Logo nas primeiras horas do dia, passageiros relataram demora nas paradas e superlotação em algumas linhas, indicando que apenas parte da frota saiu da garagem. A situação afetou principalmente usuários que dependem das linhas operadas pela empresa, uma das mais tradicionais do sistema urbano da capital maranhense.
Segundo os rodoviários, seguem pendentes os salários dos meses de dezembro e janeiro, além do pagamento do 13º salário, o que motivou a decisão de não retomar integralmente as atividades, mesmo após o acordo que colocou fim à paralisação geral da categoria. Os trabalhadores afirmam que o compromisso mais recente apresentado pela gerência da empresa estabelece prazo até esta terça-feira (10) para a quitação dos valores em atraso.
Clima de incerteza entre trabalhadores e usuários
A paralisação parcial ocorre em um momento sensível, logo após oito dias de greve que deixaram São Luís praticamente sem ônibus. Para muitos rodoviários, o retorno pleno ao trabalho sem a regularização dos pagamentos representa um risco de novos atrasos e prejuízos financeiros pessoais.
Do ponto de vista dos usuários, a situação gera insegurança quanto à regularidade do serviço, já que o fim da greve geral criou a expectativa de retomada total da frota. No entanto, com parte dos motoristas mantendo a mobilização, o sistema ainda opera de forma instável em alguns trechos da cidade.
Procurados para comentar o impasse, o Sindicato dos Trabalhadores em Transportes Rodoviários do Maranhão (STTREMA) e o Sindicato das Empresas de Transporte (SET) não se manifestaram até a publicação desta matéria. A ausência de posicionamento oficial aumenta a incerteza sobre os próximos dias e sobre a possibilidade de agravamento do cenário caso o prazo prometido não seja cumprido.
Pagamento pode definir retomada total ou novo conflito
Rodoviários ouvidos informalmente afirmam que, caso os salários e o 13º sejam pagos dentro do prazo informado, a expectativa é de retorno gradual da operação normal ainda nesta semana. Por outro lado, o descumprimento do compromisso pode levar a novas paralisações, mesmo após o encerramento formal da greve geral.

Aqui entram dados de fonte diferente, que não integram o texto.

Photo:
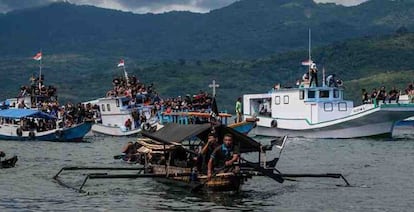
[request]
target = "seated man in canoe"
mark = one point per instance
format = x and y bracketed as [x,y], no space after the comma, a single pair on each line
[130,153]
[223,157]
[206,151]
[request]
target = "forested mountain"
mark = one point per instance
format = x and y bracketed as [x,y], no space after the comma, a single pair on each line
[243,30]
[362,63]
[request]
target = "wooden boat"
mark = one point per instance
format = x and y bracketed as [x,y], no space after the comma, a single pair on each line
[32,124]
[8,163]
[167,156]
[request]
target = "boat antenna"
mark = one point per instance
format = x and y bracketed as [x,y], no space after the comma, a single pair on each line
[122,64]
[214,85]
[309,50]
[38,57]
[40,70]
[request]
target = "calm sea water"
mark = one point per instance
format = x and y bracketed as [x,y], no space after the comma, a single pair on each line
[381,172]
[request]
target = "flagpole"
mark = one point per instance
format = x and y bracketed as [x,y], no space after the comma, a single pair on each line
[323,77]
[40,70]
[126,74]
[309,49]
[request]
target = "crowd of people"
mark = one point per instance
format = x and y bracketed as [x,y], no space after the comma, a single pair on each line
[44,98]
[380,95]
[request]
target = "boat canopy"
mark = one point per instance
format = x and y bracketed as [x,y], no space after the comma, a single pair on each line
[177,133]
[21,113]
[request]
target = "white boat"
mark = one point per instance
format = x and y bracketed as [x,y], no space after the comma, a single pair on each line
[113,113]
[321,112]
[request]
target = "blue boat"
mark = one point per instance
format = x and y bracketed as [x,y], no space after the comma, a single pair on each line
[32,124]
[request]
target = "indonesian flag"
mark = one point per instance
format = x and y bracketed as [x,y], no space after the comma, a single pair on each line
[121,63]
[38,56]
[307,62]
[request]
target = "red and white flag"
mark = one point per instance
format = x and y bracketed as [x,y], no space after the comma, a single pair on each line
[121,63]
[38,56]
[307,62]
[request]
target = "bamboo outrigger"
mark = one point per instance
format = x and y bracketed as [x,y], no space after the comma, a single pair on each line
[168,155]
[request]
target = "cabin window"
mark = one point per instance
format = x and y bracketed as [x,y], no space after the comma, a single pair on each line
[277,100]
[324,94]
[311,94]
[342,106]
[336,93]
[328,106]
[301,94]
[286,99]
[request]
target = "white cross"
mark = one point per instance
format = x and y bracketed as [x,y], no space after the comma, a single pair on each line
[214,86]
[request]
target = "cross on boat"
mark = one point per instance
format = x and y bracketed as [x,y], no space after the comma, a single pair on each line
[214,86]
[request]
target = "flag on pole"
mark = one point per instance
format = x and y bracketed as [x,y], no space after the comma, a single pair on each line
[38,56]
[307,62]
[121,63]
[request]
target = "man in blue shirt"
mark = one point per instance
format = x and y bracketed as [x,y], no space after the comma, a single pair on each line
[224,155]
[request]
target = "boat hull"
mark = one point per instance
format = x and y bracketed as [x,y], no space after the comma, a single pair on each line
[113,131]
[222,182]
[377,122]
[72,134]
[245,126]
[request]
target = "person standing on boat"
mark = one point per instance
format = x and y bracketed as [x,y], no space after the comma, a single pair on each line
[238,110]
[128,124]
[223,156]
[313,74]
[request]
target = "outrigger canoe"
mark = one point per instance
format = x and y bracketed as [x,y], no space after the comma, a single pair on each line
[8,163]
[167,156]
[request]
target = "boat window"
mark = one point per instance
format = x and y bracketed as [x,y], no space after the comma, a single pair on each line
[342,106]
[125,102]
[301,94]
[286,99]
[328,106]
[311,94]
[265,108]
[277,100]
[336,93]
[324,94]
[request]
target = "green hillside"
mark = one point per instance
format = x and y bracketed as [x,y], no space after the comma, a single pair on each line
[361,63]
[243,30]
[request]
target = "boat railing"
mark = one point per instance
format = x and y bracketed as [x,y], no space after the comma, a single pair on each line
[186,117]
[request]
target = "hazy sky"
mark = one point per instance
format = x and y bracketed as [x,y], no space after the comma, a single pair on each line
[144,6]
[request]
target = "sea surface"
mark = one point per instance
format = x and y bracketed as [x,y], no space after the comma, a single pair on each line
[381,172]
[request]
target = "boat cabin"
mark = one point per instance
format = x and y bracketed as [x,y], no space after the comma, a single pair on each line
[114,111]
[315,104]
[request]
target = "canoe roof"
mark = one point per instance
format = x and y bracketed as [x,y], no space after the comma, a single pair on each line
[177,133]
[21,113]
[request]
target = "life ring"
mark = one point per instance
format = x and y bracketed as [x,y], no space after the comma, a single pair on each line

O episódio reforça um problema recorrente no transporte público de São Luís: a fragilidade financeira do sistema e os constantes conflitos trabalhistas, que acabam impactando diretamente a população. Enquanto não há confirmação oficial sobre a regularização dos pagamentos, passageiros seguem enfrentando incertezas no deslocamento diário.